Supreme Court Decisions on LGBTQ Rights and Immigration:

“Bumps in the Road” for the Fascist Regime, the Need for Continued Fierce Struggle



The U.S. Supreme Court is the highest court in the U.S., at the apex of the judicial system, one of the co-equal branches of the U.S. government. In the last few decades, as the fascist section of the ruling class has become more powerful, it has been able to dominate the Court with a majority of conservative or outright fascist justices who have approved outrage after outrage, which in the Trump-Pence years include the ban on Muslims entering the U.S., the overturning of the Voting Rights Act, and upholding the “right” of businesses to refuse service to gay people or to deny birth control coverage to women as part of their health insurance coverage.

This background explains why there was widespread surprise—and celebration—as the Supreme Court issued three rulings this week, each against the fascist Trump/Pence regime.

The rulings were:

One. Bostock v. Clayton County—The Court ruled that LGBTQ people are (in most cases) protected against employment discrimination under the provisions of the 1964 Civil Rights Act. With this ruling, people cannot be fired or otherwise punished on the job, for being in a gay relationship, “acting gay,” for identifying as a gender other than the one they were assigned at birth, etc. This matters—as fear of losing (or not being unable to get) a job has been one of the main ways in which millions of LGBTQ people have been terrorized into staying “in the closet” or severely punished if they “came out.” So this ruling is definitely cause for celebration, even while there are loopholes for small businesses, religious institutions, etc.

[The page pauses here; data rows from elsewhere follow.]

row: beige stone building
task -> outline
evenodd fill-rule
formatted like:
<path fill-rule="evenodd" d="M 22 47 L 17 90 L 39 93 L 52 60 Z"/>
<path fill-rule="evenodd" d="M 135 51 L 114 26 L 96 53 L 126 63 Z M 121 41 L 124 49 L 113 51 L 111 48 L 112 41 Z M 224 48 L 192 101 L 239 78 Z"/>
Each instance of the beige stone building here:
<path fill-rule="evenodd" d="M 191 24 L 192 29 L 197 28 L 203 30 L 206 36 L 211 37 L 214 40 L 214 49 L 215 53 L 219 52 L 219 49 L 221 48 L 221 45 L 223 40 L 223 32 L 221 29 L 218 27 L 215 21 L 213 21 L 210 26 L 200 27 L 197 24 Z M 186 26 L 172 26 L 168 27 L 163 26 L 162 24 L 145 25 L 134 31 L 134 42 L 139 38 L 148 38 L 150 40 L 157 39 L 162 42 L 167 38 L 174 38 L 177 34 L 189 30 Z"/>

It is a blow to the Trump/Pence regime, which has been waging war on LGBTQ people since it came to power, with dozens of new rules and laws that either removed existing protections from LGBTQ people, or pro-actively encouraged or ordered discrimination. Transgender people have been especially targeted by moves such as Trump’s decision to bar transgender people from the U.S. military, or the huge outcry right-wing religious forces kicked up about trans people being able to use the bathroom of the gender that they identify as. On the anniversary of the 2016 massacre of gay people at the Pulse nightclub in Florida, and in the midst of Gay Pride Month—the Trump regime announced that it had finalized a regulation that, according to the New York Times, “will erase protections for transgender patients against discrimination by doctors, hospitals and health insurance companies.” The Christian fascists in particular, led by Vice President Mike Pence (about whom Trump once “joked,” referring to gay people, that Pence “wants to hang them all”) will persevere in their anti-LGBTQ agenda, which is a key part of enforcing “traditional Christian values.”

This ruling appears to refute the legal basis not only of employment discrimination, but potentially applies to a wide range of anti-LGBTQ measures that the regime has been or is attempting to implement.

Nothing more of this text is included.